The independent evaluation from the UK's AI Security Institute complicates both narratives. AISI confirmed that Mythos does represent a genuine step up: it achieved 73 percent on expert-level capture-the-flag challenges and completed a 32-step corporate network attack simulation end-to-end in three of ten attempts, averaging 22 steps where the previous best model averaged 16. But AISI also noted that its test environments lacked active defenders and defensive tooling, meaning the real-world gap against well-secured systems remains unknown. The honest picture is that Mythos is meaningfully more capable than its predecessors on hard tasks, while the specific demonstrations Anthropic chose for its public announcement were ones that smaller models can also handle. The company selected its showcase examples with care.
Anthropic's response was to lock the model down sharply: access restricted to approximately 40 organisations, with only 12 publicly identified. The stated rationale was that offensive cyber capabilities of this scale, released broadly, would constitute a systemic risk. The Council on Foreign Relations called Mythos "an inflection point for AI and global security." Regulators in Australia joined counterparts globally in monitoring its deployment specifically for risks to banking infrastructure.
The NSA's use of the model fits a pattern that security agencies have followed with powerful tools before: the argument that you need to understand a weapon in order to defend against it. Most of the confirmed Mythos deployments involve organisations scanning their own environments for exploitable vulnerabilities, turning the model's capabilities inward rather than outward. The NSA's framing, if it has offered one, would presumably follow the same logic.
What makes the situation complicated is the simultaneous legal position. The Department of Defense, while the NSA operates under it, has been arguing in court that Anthropic's technology poses national security concerns.

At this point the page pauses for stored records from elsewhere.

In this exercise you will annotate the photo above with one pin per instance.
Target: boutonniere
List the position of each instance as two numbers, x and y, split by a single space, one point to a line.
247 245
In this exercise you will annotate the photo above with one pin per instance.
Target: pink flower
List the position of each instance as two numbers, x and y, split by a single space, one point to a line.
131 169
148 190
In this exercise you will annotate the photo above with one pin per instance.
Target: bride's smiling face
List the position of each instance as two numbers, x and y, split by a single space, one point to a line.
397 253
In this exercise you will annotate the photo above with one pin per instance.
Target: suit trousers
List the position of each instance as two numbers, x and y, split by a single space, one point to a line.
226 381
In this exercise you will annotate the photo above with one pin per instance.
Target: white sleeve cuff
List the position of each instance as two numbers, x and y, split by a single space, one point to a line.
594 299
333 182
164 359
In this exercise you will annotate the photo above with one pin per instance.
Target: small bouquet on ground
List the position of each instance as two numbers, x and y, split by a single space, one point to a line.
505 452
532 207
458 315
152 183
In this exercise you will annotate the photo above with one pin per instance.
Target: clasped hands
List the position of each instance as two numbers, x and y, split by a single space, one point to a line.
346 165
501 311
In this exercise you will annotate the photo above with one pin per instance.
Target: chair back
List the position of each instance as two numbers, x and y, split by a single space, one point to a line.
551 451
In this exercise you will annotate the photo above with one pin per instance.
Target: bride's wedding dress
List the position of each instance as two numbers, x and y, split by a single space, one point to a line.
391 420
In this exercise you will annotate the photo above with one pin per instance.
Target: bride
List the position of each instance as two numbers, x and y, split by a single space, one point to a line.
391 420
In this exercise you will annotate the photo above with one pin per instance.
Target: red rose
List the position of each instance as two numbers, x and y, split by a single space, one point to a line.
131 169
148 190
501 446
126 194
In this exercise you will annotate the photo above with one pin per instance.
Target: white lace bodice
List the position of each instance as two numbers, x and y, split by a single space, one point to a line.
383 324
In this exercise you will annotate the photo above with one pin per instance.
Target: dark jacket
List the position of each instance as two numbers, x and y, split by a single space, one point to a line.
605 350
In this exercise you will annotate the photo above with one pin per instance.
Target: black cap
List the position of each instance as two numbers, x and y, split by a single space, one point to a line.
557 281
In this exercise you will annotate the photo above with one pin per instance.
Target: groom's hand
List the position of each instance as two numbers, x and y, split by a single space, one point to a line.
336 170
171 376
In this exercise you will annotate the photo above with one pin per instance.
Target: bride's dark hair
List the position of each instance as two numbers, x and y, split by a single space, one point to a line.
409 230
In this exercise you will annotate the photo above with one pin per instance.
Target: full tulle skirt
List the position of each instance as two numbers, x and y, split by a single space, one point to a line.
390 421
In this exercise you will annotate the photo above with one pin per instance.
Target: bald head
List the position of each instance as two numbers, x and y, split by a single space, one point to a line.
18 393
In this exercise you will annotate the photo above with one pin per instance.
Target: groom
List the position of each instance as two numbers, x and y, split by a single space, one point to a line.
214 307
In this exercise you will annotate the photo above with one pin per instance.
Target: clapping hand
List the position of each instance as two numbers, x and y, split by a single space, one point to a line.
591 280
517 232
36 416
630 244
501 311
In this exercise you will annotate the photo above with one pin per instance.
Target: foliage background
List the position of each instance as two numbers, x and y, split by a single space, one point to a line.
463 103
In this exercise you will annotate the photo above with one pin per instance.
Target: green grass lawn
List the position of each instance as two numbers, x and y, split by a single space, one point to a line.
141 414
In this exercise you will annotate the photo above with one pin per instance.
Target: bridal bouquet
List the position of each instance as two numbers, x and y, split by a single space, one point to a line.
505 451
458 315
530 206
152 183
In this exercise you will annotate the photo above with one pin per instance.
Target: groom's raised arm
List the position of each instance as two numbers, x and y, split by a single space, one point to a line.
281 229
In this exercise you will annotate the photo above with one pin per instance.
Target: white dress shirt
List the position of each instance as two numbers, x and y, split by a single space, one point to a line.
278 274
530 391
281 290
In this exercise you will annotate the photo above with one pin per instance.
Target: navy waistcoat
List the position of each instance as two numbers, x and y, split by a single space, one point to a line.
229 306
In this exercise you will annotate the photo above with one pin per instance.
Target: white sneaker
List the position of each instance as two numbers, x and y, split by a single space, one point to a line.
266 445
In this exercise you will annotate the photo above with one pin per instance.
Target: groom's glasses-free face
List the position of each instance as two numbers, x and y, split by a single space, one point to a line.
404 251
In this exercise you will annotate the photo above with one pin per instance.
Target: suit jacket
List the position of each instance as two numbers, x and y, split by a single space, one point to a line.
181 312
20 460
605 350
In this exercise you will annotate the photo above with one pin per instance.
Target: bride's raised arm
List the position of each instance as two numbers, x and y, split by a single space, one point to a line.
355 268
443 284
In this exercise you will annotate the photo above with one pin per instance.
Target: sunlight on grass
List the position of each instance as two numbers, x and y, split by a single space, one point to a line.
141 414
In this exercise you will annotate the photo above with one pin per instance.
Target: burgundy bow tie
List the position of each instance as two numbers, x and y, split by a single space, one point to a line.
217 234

The two positions are not formally contradictory: a supply chain designation addresses procurement risk and vendor relationship concerns, while operational use is a separate decision pathway. But they point in incompatible directions, and the practical message they send is that the blacklist is more political than substantive.
Anthropic's CEO met with senior US officials last week to discuss "collaboration opportunities" and how to manage scalability challenges as access to Mythos potentially broadens. That meeting happening at all is its own signal: whatever the official procurement posture, the people responsible for US cybersecurity have concluded that not having access to the most capable offensive vulnerability scanner ever built is a worse risk than having it. Fortune reported separately that Mythos finds software flaws faster than companies can patch them, which creates an uncomfortable dynamic where the model's very existence changes the threat landscape for everyone who does not have access to it.
The UK's AI Security Institute has also confirmed access to the model. The pattern emerging is of a small circle of state intelligence and security agencies that have quietly concluded this tool is too operationally significant to leave unused, regardless of what any official policy document says. Whether that represents a reasonable security calculation or a case study in how AI governance breaks down the moment something genuinely useful arrives is, at minimum, a question worth asking.